Change not a sacrifice. Hmmm

A scientist contributing to the latest report (One of 2,000 scientists apparently; how many scientists does it take to write a report?) on GW opines that accommodation of climate change will not actually entail sacrifice but only change in lifestyle. Since one of the changes encouraged will be to live close to public transportation I suggest that for most of us, particularly those populating the vast reaches of the western suburbs/exurbs, meeting this requirement would mean a whole lot more than a simple change. Trading in the TXS for a Prius wouldn’t be a sacrifice per se (but why did Toyota make it look so weird?); although, to be honest, I think the impact of hybrids on emissions would be a lot smaller than wholesale adoption of Smartcar-sized conventional cars. Living near public transportation though represents a challenge of almost impossible proportion.

Where to find it for one thing? Growth in the Chicago hinterland is currently following the anti-model for combating GW. Worse, I do not see how anything is going to alter the current pattern for years to come. Folks will still demand their American Dream and it is all very well for some chap who has already attained it to tell others to ditch theirs for the sake of the planet. Does dear Al travel by public transport you suppose? Trouble is, these days the Dream seems to involve new construction (as proof it’s just theirs I suppose), echoing volumes of useless empty space sold under the guise of “cathedral” ceilings, set in some recently ploughed field out near Plainfield, Yorkville or points west in order for it to be affordable. Public transportation is perhaps the lowest point on the totem pole of priorities for governments and individuals alike. Most new communities have absolutely none at all, thus enslaving their denizens to tiresomely long drives.

Nationally, the current occupant does not deem Amtrak worthy of a single cent for its operations. Locally, even the gay little blue 714 Pace bus, launched with such fanfare a few months to serve better the college population, is running on fumes. What chance any other public transport initiative if a college population of some 30,000, presumably in the lower echelons of the income bracket unless I underestimate the ergonomics of the student body, cannot support a bus in its busiest corridor?

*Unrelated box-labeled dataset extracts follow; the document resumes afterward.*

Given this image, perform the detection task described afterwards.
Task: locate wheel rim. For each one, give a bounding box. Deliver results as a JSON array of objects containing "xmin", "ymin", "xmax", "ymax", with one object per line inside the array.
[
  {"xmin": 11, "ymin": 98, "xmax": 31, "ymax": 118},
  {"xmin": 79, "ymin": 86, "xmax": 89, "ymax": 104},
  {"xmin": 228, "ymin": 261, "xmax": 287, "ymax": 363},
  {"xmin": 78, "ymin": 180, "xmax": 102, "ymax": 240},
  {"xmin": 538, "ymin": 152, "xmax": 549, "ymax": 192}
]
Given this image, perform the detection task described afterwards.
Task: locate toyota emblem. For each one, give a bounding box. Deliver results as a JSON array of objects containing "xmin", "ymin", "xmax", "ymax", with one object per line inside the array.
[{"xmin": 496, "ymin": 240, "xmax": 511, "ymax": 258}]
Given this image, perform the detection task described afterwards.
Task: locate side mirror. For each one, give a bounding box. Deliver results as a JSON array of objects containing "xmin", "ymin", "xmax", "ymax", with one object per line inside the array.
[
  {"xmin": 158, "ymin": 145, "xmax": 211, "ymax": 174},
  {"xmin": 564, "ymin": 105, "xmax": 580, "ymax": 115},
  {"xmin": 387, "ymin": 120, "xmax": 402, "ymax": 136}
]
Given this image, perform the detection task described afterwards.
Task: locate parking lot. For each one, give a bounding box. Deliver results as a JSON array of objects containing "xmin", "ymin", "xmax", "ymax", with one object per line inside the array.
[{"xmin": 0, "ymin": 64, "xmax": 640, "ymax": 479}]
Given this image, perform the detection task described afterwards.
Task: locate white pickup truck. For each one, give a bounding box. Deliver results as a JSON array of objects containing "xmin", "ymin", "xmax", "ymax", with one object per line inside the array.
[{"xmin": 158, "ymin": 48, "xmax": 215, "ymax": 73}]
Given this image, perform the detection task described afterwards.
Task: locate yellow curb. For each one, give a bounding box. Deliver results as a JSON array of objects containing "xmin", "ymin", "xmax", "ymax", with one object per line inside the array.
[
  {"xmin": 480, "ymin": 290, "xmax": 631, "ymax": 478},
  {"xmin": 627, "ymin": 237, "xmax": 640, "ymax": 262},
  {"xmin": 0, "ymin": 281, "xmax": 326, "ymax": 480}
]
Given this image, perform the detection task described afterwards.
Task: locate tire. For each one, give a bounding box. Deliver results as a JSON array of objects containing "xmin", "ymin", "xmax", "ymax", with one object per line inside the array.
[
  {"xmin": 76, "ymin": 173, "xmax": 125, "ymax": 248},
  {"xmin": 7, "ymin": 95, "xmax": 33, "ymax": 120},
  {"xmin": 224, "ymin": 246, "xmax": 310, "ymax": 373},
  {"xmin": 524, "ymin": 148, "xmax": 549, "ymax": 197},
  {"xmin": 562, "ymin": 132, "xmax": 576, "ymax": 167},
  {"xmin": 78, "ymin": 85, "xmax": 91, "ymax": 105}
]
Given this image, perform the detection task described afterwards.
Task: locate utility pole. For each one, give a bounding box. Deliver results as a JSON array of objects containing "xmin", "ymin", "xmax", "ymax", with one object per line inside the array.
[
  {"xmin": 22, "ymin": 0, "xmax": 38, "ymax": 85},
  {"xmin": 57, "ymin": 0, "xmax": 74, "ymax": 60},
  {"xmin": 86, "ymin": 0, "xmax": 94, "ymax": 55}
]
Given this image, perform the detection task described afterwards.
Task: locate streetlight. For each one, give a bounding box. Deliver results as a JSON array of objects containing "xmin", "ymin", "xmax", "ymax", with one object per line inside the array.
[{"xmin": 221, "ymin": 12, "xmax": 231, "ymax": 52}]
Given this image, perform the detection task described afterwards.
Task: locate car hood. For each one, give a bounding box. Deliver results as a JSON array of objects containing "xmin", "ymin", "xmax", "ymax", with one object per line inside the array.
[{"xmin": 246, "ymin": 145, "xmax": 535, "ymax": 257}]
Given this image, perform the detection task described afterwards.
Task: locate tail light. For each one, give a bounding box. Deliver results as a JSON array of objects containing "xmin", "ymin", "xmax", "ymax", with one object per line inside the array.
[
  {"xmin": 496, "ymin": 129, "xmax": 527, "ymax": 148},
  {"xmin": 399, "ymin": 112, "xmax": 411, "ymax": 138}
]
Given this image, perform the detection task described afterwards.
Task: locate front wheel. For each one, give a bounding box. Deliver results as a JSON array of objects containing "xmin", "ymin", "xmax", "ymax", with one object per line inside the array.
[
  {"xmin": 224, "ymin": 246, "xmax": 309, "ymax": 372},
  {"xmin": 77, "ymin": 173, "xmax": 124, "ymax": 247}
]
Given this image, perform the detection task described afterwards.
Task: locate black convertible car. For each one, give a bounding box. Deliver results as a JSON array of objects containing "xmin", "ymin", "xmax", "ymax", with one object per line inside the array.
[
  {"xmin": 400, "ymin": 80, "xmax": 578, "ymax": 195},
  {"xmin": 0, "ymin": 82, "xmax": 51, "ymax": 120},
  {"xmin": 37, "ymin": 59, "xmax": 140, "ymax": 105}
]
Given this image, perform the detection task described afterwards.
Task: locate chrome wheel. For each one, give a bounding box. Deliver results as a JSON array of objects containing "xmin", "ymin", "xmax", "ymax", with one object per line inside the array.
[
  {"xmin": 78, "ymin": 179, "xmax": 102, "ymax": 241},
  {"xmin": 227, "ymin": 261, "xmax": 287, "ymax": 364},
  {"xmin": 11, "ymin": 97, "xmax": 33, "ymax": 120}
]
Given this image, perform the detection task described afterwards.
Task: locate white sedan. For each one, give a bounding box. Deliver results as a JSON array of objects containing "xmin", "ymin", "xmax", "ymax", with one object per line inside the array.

The public and governmental antipathy towards public transportation is more ingrained than a few worries about curbing carbon dioxide are going to alter. Why is it that I can alight in a country like Germany, scarcely knowing enough of the lingo to satiate my needs for public lavatories, and find my way on a variety of trains and buses to obtain my destination in the middle of the night, while I am unable to summon up sufficient courage to board a CTA bus and attempt to purchase a ticket? I harbour a secret desire that Daley’s bloated egomaniacal fantasy of hosting the Olympics is realized just so the rest of the world can appreciate the full horror of a CTA journey.